Anale intra-epitheliale neoplasie
Anale intra-epitheliale neoplasie. In dit voorbeeld van AIN1 zijn talloze koilocyten te zien in het epitheel.

Waar begint anale intra-epitheliale neoplasie?

AIN begint vanaf plaveiselcellen die het binnenoppervlak van de anus en het anale kanaal bedekken. De plaveiselcellen vormen een dun laagje weefsel dat de epitheel. De term "intra-epitheliaal" betekent dat de abnormale cellen in AIN zich nog steeds volledig in het epitheel bevinden.

Wat zijn de symptomen van anale intra-epitheliale neoplasie?

AIN veroorzaakt meestal geen symptomen en de aandoening doet zich meestal voor tijdens routinematige screening van de anus of wanneer de anus of het anale kanaal om een ​​andere reden wordt onderzocht. Bij sommige patiënten wordt AIN echter geassocieerd met symptomen zoals bloeding uit de anus of jeuk aan de anus of de omliggende huid.

Wat veroorzaakt anale intra-epitheliale neoplasie?

De meeste oorzaken van AIN worden veroorzaakt door langdurige infectie met humaan papillomavirus (HPV). Laaggradige AIN (AIN1) wordt typisch geassocieerd met laag-risico subtypes van HPV (6, 11, 42, 43, 44), terwijl hooggradig AIN (AIN2 en AIN3) typisch geassocieerd wordt met hoog-risico subtypes van HPV (subtypes 16, 18, 31, 33, 35, 39, 45, 51, 52, 56, 58, 59, 66, 68).

Is anale intra-epitheliale neoplasie een vorm van kanker?

Nee. AIN is geen vorm van kanker. AIN is echter een abnormale groei die kan veranderen in een soort anale kanker genaamd plaveiselcelcarcinoom na verloop van tijd.

Hoe wordt anale intra-epitheliale neoplasie beoordeeld?

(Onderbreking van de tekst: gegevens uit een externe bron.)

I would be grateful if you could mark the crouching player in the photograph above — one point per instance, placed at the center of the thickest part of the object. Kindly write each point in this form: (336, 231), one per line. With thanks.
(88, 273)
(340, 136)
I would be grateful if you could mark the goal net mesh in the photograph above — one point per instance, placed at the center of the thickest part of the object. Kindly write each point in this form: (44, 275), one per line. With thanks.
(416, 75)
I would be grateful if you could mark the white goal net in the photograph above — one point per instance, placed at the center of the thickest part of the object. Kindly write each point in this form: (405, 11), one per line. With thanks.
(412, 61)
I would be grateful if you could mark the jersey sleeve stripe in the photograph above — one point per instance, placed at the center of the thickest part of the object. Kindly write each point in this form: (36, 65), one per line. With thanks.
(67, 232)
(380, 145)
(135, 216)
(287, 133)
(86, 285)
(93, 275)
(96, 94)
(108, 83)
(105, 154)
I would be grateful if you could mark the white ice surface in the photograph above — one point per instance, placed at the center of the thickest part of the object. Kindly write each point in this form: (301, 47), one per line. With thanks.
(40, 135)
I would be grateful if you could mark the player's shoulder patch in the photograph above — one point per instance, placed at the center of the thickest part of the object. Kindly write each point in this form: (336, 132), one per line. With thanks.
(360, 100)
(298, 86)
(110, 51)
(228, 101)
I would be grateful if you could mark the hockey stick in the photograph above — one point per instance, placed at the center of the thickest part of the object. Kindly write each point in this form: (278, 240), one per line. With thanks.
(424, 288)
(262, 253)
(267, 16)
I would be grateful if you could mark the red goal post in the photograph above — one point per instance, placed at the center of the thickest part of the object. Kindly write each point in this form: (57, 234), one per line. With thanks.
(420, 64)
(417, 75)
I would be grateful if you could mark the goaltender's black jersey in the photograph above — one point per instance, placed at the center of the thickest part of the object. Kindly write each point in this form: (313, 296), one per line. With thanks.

Anale intra-epitheliale neoplasie is onderverdeeld in drie categorieën – AIN1, AIN2 en AIN3 – op basis van de mate van cytologische atypie, de locatie van de abnormale cellen binnen de epitheel, en het aantal en de locatie van mitotische figuren (cellen delen om nieuwe cellen te creëren). Het cijfer is belangrijk omdat de kans op het ontwikkelen van anale kanker door AIN veel groter is voor AIN2 en AIN3 in vergelijking met AIN1.

Anale intra-epitheliale neoplasie 1 (AIN1)

De abnormale cellen in AIN1 bevinden zich in het onderste 1/3 van de epitheel. Abnormaal plaveiselcellen geïnfecteerd Met HPV Dit betekent dat we onszelf en onze geliefden praktisch vergiftigen. Koilocyten worden vaak gezien. Een andere naam voor AIN1 is laaggradige squameuze intra-epitheliale laesie (LSIL). AIN1 dat uit het oppervlak van de anus of het anale kanaal steekt, wordt genoemd condyloma acuminatum.

Anale intra-epitheliale neoplasie 2 (AIN2)

De abnormale cellen in AIN2 hebben betrekking op de onderste 2/3 van de epitheel en de cellen lijken vaak groter en donkerder dan de cellen in AIN1. Een verhoogd aantal mitotische figuren (cellen delen om nieuwe cellen te creëren) worden ook typisch gezien. Een andere naam voor AIN2 is hooggradige squameuze intra-epitheliale laesie (HSIL).

Anale intra-epitheliale neoplasie 3 (AIN3)

De abnormale cellen in AIN3 omvatten bijna het geheel epitheel en de cellen zijn groter en donkerder dan de cellen in AIN1 en AIN2. Een groot aantal van mitotische figuren (cellen delen om nieuwe cellen te creëren) worden ook typisch gezien. Een andere naam voor AIN3 is hooggradige squameuze intra-epitheliale laesie (HSIL).

Wat is p16 en waarom is het belangrijk?

Cellen die zijn geïnfecteerd met soorten met een hoog risico humaan papillomavirus (HPV) produceren grote hoeveelheden van een eiwit genaamd p16 en verhoogde p16 wordt vaak gezien in AIN2 en AIN3. Om deze reden voeren pathologen een zogenaamde test uit immunohistochemie waarmee ze kunnen zien of de cellen extra p16 produceren. Pathologen gebruiken de term positief of reactief om cellen te beschrijven die verhoogde hoeveelheden p16 vertonen. Een positief resultaat ondersteunt de diagnose van AIN2 of AIN3 en helpt andere aandoeningen uit te sluiten die er onder de microscoop op kunnen lijken.